Whereas, A Decree was pronounced in the Probate, Divorce, and Admiralty Division of the High Court of Justice, on the 5th day of June, 1886, in the suit of Samuel Joseph Wallis versus Caroline Wallis, for restitution of conjugal rights, and for custody of the child, May Wallis, to the petitioner, the said Samuel Joseph Wallis. And Whereas it has been ascertained that the said Caroline Wallis has lately been seen at Whitstable and the Neighborhood,

NOTICE IS HEREBY GIVEN,

That the above Reward will be paid to any Person or Persons who shall give such information as will lead to the discovery of the whereabouts of the said Caroline Wallis, and the recovery by the said S. J. Wallis of the custody of the said Child.

Information to be sent to me, Richard Howe Brightman, of Sheerness, Kent, Solicitor to the said Samuel Joseph Wallis.

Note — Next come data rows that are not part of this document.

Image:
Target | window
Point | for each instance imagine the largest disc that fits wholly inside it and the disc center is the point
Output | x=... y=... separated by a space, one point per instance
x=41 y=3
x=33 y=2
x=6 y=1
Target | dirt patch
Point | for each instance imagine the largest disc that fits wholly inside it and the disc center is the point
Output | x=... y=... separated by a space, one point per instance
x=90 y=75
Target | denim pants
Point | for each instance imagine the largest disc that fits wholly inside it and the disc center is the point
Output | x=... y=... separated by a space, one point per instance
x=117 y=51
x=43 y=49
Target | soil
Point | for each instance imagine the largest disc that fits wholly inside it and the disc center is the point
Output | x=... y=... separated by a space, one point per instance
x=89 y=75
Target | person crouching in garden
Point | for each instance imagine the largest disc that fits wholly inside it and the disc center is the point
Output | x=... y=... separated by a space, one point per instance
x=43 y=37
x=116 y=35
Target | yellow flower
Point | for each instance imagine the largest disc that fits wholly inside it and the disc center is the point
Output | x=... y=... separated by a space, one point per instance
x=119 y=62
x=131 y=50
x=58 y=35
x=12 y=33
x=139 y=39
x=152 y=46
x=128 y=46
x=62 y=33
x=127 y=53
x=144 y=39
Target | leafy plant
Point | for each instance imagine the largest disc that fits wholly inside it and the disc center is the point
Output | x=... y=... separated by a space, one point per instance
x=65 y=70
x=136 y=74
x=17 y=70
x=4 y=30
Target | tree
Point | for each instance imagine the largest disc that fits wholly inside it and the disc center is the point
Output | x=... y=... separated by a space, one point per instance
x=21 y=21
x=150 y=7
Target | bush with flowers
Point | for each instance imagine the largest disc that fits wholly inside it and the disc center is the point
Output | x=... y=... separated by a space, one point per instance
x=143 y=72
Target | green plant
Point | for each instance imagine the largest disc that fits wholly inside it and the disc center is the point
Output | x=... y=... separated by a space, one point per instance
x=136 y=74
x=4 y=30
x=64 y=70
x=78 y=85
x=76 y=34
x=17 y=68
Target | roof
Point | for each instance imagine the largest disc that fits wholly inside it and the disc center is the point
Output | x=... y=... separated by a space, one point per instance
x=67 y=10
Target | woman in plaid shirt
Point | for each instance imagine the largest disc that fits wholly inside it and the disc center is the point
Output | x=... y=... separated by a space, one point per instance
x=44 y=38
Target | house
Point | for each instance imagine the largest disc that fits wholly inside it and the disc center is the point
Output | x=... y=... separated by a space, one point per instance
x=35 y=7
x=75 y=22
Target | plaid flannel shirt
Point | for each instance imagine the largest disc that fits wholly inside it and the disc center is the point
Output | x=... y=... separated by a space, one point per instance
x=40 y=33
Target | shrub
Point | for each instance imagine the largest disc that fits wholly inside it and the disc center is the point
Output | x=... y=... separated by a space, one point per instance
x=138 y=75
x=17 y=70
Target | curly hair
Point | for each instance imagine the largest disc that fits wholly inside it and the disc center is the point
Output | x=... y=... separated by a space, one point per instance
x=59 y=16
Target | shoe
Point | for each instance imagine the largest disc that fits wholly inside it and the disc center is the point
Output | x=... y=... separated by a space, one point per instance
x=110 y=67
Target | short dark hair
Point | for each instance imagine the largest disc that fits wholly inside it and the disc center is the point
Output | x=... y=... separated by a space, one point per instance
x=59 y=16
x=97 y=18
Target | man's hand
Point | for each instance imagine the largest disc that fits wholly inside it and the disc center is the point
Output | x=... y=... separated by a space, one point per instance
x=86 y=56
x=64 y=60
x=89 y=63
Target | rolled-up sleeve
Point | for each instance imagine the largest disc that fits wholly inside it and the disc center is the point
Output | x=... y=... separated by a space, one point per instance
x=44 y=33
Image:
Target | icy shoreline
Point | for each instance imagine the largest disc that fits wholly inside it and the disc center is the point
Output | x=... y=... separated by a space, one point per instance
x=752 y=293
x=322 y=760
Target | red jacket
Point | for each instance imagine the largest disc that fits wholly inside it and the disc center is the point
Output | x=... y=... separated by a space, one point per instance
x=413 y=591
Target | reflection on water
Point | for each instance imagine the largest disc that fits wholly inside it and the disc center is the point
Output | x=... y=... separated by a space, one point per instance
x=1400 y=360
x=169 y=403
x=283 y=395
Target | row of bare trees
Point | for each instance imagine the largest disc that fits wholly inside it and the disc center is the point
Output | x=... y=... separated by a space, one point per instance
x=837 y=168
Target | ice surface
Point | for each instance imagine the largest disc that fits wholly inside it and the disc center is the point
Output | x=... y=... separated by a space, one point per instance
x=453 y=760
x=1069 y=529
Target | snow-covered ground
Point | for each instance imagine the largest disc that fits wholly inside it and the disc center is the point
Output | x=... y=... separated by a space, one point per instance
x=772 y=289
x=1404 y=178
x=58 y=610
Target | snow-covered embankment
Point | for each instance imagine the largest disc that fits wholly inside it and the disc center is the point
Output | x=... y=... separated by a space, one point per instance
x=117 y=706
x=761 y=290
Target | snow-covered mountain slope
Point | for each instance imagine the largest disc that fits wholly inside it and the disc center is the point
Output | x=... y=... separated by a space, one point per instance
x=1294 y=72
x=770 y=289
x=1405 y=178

This brutal advertisement in the dying hours of the nineteenth century had the effect of rousing public attention to woman’s enslaved condition in the marital relation, and a rapid growth of public sentiment in recognition of a wife’s individual and distinct personality, took place between 1886 and 1890, a period of four years. During the latter year another English husband, one Jackson, forcibly abducted his wife who lived apart from him, holding her prisoner with gun and bayonet, threatening her friends with death—as was his legal right in case of her attempted rescue. When this was known, hundreds of letters poured into the press, upholding the right of a wife to the control of her own person, and writ of habeas corpus compelled her production in court. Under the pressure of a public sentiment he found it wise to conciliate, the judge decided in favor of her right to live away from her husband, who was also restrained from farther molesting her. The Supreme Court of Georgia recently rendered a decision in regard to the rights of husbands as related to the wife’s rights of property, in which the church theory of her subordination was maintained.